Reliance Industries has exercised its 'call option' on the Rs 12 bn Panna-Mukta-Tapti (PMT) oil and gas receivables and pre-paid its entire dues to lenders ICICI and SBI.
The pre-payment exercise was prompted by easy liquidity conditions and firming up of crude oil prices in the international markets. A Relaince spokeperson has confirmed the pre-payment. The above move will result in reduction of around 300 basis points in interest costs for Reliance on Rs 12 bn which works out to Rs 3-4 m every year. The deal worth Rs 12 bn and having a maturity of 15 years was picked up by ICICI (Rs 10 bn) and SBI (Rs 2 bn).
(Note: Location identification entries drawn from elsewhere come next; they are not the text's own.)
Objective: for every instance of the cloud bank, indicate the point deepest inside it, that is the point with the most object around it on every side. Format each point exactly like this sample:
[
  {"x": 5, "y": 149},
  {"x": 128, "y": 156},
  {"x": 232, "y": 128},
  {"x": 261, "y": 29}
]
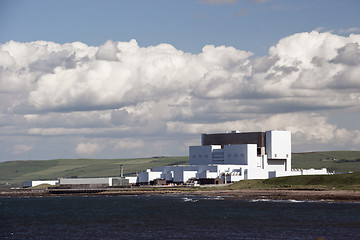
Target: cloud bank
[{"x": 118, "y": 97}]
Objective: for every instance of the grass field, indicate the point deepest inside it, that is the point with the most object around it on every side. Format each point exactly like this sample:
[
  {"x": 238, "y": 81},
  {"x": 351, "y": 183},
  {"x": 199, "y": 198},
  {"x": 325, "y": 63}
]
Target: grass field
[
  {"x": 13, "y": 173},
  {"x": 338, "y": 161},
  {"x": 350, "y": 181}
]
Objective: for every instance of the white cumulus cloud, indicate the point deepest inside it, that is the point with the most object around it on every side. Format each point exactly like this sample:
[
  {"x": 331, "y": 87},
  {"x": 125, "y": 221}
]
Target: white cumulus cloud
[{"x": 125, "y": 93}]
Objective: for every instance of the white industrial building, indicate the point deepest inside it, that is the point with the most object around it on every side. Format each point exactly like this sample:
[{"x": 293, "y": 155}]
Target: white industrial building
[
  {"x": 233, "y": 157},
  {"x": 222, "y": 157}
]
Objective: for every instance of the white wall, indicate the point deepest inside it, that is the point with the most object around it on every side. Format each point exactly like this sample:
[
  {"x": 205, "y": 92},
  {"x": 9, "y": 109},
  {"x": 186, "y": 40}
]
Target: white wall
[
  {"x": 278, "y": 146},
  {"x": 39, "y": 182},
  {"x": 148, "y": 175},
  {"x": 131, "y": 179},
  {"x": 107, "y": 181},
  {"x": 201, "y": 155}
]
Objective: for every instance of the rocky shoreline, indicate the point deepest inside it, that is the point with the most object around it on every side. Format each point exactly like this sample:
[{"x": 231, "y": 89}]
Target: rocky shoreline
[{"x": 246, "y": 194}]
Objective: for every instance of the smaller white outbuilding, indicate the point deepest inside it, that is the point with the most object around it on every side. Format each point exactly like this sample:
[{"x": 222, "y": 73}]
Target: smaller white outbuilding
[{"x": 39, "y": 182}]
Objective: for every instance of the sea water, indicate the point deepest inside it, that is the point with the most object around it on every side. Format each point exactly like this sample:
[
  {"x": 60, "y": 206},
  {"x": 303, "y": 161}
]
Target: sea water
[{"x": 175, "y": 217}]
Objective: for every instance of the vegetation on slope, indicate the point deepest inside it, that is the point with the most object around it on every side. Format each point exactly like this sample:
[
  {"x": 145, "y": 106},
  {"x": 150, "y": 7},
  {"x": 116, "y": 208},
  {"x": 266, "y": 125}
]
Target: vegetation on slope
[
  {"x": 350, "y": 181},
  {"x": 13, "y": 173},
  {"x": 338, "y": 161}
]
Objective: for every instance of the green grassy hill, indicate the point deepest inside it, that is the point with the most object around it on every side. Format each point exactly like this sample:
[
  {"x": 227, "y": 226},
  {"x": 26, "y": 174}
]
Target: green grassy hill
[
  {"x": 338, "y": 161},
  {"x": 13, "y": 173},
  {"x": 350, "y": 181}
]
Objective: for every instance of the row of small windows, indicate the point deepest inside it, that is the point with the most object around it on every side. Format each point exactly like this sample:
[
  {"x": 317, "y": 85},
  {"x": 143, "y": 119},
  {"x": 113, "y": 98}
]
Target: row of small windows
[{"x": 206, "y": 156}]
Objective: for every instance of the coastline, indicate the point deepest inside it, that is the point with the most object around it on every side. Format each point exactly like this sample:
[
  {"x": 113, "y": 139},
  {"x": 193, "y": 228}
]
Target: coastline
[{"x": 245, "y": 194}]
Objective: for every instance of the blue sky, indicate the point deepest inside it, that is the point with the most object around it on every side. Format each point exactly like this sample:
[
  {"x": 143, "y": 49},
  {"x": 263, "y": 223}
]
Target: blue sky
[
  {"x": 187, "y": 25},
  {"x": 114, "y": 79}
]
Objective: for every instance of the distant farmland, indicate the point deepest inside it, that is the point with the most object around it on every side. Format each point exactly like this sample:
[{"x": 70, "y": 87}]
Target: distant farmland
[{"x": 13, "y": 173}]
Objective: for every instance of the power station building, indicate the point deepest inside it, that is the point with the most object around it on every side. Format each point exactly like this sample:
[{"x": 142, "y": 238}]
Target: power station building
[
  {"x": 221, "y": 158},
  {"x": 232, "y": 157}
]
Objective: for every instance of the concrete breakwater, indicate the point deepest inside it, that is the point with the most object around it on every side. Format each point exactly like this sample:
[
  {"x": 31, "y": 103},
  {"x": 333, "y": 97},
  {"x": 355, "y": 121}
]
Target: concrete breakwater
[{"x": 275, "y": 194}]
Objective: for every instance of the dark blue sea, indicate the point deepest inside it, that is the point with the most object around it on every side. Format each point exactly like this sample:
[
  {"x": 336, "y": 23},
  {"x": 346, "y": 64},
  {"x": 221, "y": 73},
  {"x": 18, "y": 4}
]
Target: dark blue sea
[{"x": 175, "y": 217}]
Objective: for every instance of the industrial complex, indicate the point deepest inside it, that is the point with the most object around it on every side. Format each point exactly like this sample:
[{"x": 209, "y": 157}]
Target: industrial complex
[{"x": 221, "y": 158}]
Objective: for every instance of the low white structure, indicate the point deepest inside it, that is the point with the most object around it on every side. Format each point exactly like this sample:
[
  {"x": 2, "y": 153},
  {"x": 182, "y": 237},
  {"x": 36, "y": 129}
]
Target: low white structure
[
  {"x": 39, "y": 182},
  {"x": 233, "y": 157}
]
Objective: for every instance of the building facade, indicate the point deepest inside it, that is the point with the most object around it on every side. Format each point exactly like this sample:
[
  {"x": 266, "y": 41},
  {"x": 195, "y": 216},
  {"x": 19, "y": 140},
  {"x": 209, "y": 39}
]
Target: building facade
[{"x": 233, "y": 157}]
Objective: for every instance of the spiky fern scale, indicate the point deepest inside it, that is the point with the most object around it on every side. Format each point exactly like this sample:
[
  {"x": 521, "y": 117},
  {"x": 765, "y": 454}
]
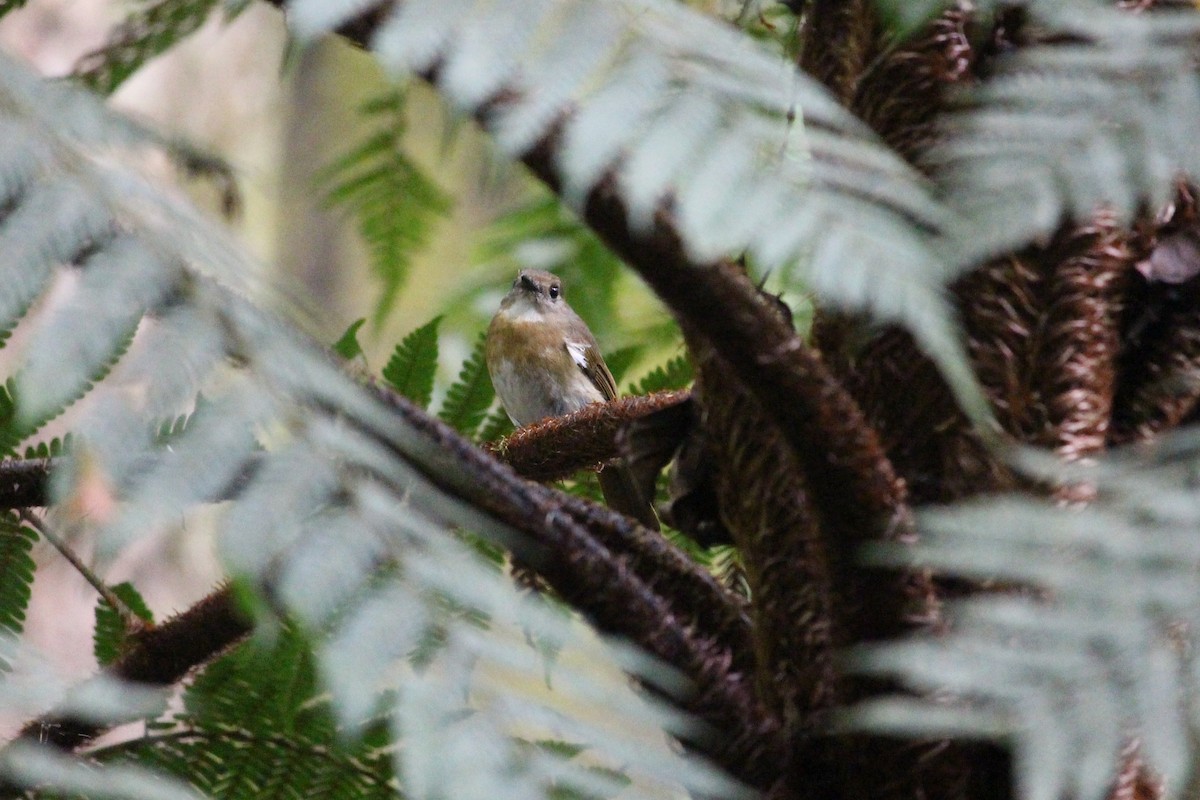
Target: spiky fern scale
[{"x": 109, "y": 633}]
Banking sources informed the ET that the pre-payment was done through a combination of internal accruals and money raised in domestic markets at lower rates.
Though the pre-payment sounds good for Relaince, it means bad news for ICICI and SBI who will now be straddled with Rs 12 bn of funds in an increasingly narrow high quality borrower's market.
Reliance had raised the quasi-equity PMT financing in an innovative deal last year. Inder the deal, the future PMT oil and gas receivables from Indian Oil and Gas Authority of India for a period of 15 years - who has committed to buy the proceeds from operations - has been assigned to a trust set up by ICICI by Reliance. Against this, Reliance received an upfront payment of RS 12 bn from the trust, which then issued monthly pass-through certificates to the investors (ICICI and SBI) at a discounted price.